Now run the N4 algorithm. SimpleITK will keep **all your processors busy for a while** in processing a single channel. (For HPC cluster deployment, there more control: channels are distributed over separate jobs, and the number of threads used for each channel can be set separately.)

In [None]:
from stapl3d.preprocessing.biasfield import estimate_biasfield

channel = 4
filename = '{}_ch{:02d}_biasfield'.format(dataset, channel)
chstem = os.path.join(biasfield_dir, filename)

estimate_biasfield(
    image_in,
    channel=channel,
    downsample_factors=[1, 1, 1, 1, 1],
    n_iterations=50,
    n_fitlevels=4,
    n_bspline_cps=[5, 5, 5],
    outputstem=chstem,
    )


Next, we (re)generate the bias field correction report to inspect the result.

In [None]:
from stapl3d.preprocessing.biasfield import generate_report

generate_report(biasfield_dir, 'HFK16w', channel=channel)

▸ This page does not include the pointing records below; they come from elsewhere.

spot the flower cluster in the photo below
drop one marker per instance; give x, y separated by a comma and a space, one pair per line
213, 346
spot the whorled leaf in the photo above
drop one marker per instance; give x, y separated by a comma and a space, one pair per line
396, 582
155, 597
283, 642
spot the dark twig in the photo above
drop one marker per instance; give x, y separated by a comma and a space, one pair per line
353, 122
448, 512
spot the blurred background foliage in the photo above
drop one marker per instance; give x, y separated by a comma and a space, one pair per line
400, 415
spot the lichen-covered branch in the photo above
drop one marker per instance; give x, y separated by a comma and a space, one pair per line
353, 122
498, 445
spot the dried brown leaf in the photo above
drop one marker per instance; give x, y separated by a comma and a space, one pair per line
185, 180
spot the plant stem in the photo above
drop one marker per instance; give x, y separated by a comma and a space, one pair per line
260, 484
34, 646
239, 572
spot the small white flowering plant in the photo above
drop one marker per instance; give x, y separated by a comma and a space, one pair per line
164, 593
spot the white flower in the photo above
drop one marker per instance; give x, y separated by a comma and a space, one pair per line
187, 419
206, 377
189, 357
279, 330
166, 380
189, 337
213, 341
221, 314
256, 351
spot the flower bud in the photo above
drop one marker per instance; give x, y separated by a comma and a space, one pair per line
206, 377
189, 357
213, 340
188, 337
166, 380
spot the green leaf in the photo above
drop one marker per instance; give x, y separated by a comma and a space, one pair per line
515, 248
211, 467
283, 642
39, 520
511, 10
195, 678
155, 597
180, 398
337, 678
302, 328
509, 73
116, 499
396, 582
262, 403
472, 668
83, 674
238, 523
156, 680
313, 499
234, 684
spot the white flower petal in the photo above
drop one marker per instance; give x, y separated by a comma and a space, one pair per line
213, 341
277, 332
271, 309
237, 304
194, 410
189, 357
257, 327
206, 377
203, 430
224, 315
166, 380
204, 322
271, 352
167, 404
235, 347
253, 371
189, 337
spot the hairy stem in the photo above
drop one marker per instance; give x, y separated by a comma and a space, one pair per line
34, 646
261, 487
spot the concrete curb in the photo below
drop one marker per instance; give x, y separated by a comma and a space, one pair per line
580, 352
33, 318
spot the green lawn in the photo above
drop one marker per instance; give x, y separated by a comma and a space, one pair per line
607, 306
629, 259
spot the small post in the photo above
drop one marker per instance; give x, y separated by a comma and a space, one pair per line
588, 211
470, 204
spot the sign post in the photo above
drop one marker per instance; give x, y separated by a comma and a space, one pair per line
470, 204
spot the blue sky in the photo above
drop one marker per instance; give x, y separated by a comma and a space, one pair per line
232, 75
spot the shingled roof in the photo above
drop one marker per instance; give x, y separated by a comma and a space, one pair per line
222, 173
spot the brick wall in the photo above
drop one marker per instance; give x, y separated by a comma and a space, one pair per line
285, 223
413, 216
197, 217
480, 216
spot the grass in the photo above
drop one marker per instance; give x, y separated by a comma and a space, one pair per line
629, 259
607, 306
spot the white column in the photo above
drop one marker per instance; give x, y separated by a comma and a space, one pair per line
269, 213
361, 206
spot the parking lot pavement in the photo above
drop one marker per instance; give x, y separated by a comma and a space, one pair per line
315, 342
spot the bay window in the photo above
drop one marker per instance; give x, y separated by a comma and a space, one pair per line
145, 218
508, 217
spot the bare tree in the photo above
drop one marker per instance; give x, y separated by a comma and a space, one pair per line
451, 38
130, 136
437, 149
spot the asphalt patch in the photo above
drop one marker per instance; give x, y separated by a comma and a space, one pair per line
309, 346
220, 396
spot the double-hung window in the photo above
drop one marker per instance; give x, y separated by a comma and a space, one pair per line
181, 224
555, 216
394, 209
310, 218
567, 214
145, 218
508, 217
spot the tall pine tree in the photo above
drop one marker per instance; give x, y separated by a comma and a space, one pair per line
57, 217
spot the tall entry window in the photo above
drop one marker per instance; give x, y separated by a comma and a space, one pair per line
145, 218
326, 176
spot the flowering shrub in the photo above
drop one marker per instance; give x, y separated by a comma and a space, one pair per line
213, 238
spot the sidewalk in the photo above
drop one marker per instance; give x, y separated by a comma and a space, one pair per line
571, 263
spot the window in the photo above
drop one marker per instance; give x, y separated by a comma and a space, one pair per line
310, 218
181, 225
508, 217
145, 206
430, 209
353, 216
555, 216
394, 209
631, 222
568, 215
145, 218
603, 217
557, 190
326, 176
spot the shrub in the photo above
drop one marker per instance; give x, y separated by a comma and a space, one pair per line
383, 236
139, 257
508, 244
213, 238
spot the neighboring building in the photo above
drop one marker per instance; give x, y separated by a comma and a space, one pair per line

The left column shows orthogonal sections of the downsampled dataset for the uncorrected (top) and corrected data (middle) as well as the estimated bias field (bottom). Plotted on the left and top of the images are profiles of the median values over the three axes. The right column offers a closer comparison of the profiles (*mean + SD*) for the corrected (green) vs uncorrected (red) data. The bias field correction yields a much flatter profile for *z*, as well as *xy*. Low-frequency inhomogeneities are removed, while the detail of the specific staining is retained in the corrected data.